Polynesians May Have Invented Binary Math

sciencehabit writes "How old is the binary number system? Perhaps far older than the invention of binary math in the West. The residents of a tiny Polynesian island may have been doing calculations in binary—a number system with only two digits—centuries before it was described by Gottfried Leibniz, the co-inventor of calculus, in 1703."

How is this news?

[Anonymous Coward]

Different cultures have been counting in bases other than base-10 for all of human history. Of course a gentleman in the 18th century wasn't the first to use binary.... that's preposterous.

The Mayans, for example, counted in based 20 (supposedly because they counted on both their fingers and, thanks to a warm climate, exposed toes).

Binary is much older than Leibniz...

[Anonymous Coward]

Leibniz freely admits that he took ideas from the I Ching: http://www.leibniz-translations.com/binary.htm

What is amazing in this reckoning is that this arithmetic by 0 and 1 is found to contain the mystery of the lines of an ancient King and philosopher named Fuxi, who is believed to have lived more than 4000 years ago, and whom the Chinese regard as the founder of their empire and their sciences.2 There are several linear figures attributed to him, all of which come back to this arithmetic, but it is sufficient to give here the Figure of the Eight Cova, as it is called, which is said to be fundamental, and to join to them the explanation which is obvious, provided that one notices, firstly, that a whole line — means unity, or 1, and secondly, that a broken line -- means zero, or 0.

The Chinese lost the meaning of the Cova or Lineations of Fuxi, perhaps more than a thousand years ago, and they have written commentaries on the subject in which they have sought I know not what far out meanings, so that their true explanation now has to come from Europeans. Here is how: It was scarcely more than two years ago that I sent to Reverend Father Bouvet,3 the celebrated French Jesuit who lives in Peking, my method of counting by 0 and 1, and nothing more was required to make him recognize that this was the key to the figures of Fuxi. Writing to me on 14 November 1701, he sent me this philosophical prince's grand figure, which goes up to 64, and leaves no further room to doubt the truth of our interpretation, such that it can be said that this Father has deciphered the enigma of Fuxi, with the help of what I had communicated to him. And as these figures are perhaps the most ancient monument of [GM VII, p227] science which exists in the world, this restitution of their meaning, after such a great interval of time, will seem all the more curious.

Re:Weak evidence indeed

[icebike]

The article, however, is remarkably weak in support for the hypothesis that the people of Mangareva (the "tiny Pacific island" mentioned) actually used binary arithmetic, since in fact it doesn't give any evidence at all that they actually used binary arithmetic.

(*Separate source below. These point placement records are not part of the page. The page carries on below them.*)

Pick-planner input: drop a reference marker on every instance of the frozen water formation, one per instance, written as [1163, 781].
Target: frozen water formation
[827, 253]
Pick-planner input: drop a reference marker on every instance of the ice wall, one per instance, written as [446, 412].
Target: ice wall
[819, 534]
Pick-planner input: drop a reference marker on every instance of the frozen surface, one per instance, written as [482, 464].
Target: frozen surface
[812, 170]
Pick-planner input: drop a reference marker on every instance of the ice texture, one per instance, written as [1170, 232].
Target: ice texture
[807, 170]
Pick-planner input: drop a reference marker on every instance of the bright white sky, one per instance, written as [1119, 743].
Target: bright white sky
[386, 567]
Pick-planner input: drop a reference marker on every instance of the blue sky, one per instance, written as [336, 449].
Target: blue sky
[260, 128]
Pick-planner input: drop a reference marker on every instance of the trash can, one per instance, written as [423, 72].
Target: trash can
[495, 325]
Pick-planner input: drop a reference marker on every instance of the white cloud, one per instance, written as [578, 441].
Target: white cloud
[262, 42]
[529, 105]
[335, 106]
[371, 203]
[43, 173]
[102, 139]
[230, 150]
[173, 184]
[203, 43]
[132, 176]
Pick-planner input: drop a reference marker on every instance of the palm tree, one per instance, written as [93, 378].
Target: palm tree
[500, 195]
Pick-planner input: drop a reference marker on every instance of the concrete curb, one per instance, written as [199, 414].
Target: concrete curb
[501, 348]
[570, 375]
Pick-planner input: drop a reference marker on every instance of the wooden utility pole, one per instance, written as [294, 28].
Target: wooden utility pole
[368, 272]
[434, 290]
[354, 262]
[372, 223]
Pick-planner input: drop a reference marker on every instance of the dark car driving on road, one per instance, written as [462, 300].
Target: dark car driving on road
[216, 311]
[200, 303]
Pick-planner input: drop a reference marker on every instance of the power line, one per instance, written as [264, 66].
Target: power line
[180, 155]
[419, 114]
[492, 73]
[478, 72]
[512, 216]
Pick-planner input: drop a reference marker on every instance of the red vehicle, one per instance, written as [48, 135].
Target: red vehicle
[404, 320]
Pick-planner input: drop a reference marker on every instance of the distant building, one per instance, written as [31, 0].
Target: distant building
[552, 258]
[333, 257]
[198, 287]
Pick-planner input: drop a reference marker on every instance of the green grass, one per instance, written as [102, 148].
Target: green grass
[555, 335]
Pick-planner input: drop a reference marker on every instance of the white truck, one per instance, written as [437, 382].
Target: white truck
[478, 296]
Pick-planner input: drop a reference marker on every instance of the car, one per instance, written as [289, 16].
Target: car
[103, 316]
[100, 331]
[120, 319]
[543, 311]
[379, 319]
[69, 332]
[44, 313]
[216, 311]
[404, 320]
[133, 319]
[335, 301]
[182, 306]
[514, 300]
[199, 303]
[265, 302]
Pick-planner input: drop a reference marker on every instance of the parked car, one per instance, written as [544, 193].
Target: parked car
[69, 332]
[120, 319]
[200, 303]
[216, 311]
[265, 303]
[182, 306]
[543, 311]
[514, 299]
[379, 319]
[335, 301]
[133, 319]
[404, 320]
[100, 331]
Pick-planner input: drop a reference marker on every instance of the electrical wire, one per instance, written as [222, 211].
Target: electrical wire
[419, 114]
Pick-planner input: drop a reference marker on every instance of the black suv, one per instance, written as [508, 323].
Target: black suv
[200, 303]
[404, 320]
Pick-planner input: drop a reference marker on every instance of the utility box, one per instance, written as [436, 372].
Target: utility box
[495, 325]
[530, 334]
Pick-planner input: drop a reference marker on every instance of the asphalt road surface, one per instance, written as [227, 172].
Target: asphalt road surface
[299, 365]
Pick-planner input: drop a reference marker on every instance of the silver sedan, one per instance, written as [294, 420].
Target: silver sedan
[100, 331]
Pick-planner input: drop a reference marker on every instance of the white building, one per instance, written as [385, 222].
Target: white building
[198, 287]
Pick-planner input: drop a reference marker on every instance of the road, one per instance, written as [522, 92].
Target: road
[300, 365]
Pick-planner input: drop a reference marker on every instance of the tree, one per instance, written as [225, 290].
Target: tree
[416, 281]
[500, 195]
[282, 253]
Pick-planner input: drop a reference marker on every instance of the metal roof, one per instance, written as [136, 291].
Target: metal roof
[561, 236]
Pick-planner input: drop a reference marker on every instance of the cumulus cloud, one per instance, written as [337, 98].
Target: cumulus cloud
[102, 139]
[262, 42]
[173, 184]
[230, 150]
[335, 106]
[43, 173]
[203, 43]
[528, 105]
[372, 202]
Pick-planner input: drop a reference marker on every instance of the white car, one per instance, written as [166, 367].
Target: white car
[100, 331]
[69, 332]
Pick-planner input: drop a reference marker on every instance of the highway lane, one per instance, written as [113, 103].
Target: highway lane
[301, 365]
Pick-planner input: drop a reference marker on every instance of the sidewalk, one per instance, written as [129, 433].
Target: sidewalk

What it says is they have number words for three binary powers of ten:paua for 20; tataua for 40; and varu for 80.

The article wasn't so much weak, as it was in awe of an accident of hindsight. (It only looks "special" because we settled on binary for computers.)
It explicitly made the point that base 10 was used except to refer to large groups.
Their "special words" took hold only after they ran out of fingers.

In fact, if you look at it as counting the number of "bodies worth of fingers and toes" it looks less like using binary and more like "We can't count that high, but there was one fish in the pond for every finger and toe of each person in our boat). After that they just counted boats.

Its really not much different than westerners counting in dozens, and grosses (something that wiki unconvincingly attributes to the convenience of 12 having many divisors [wikipedia.org]. From the same article you learn there were Latin terms for groups of 15, 20, etc. It seems that special, extra ordinal counting numbers for baskets full of stuff are not that unusual.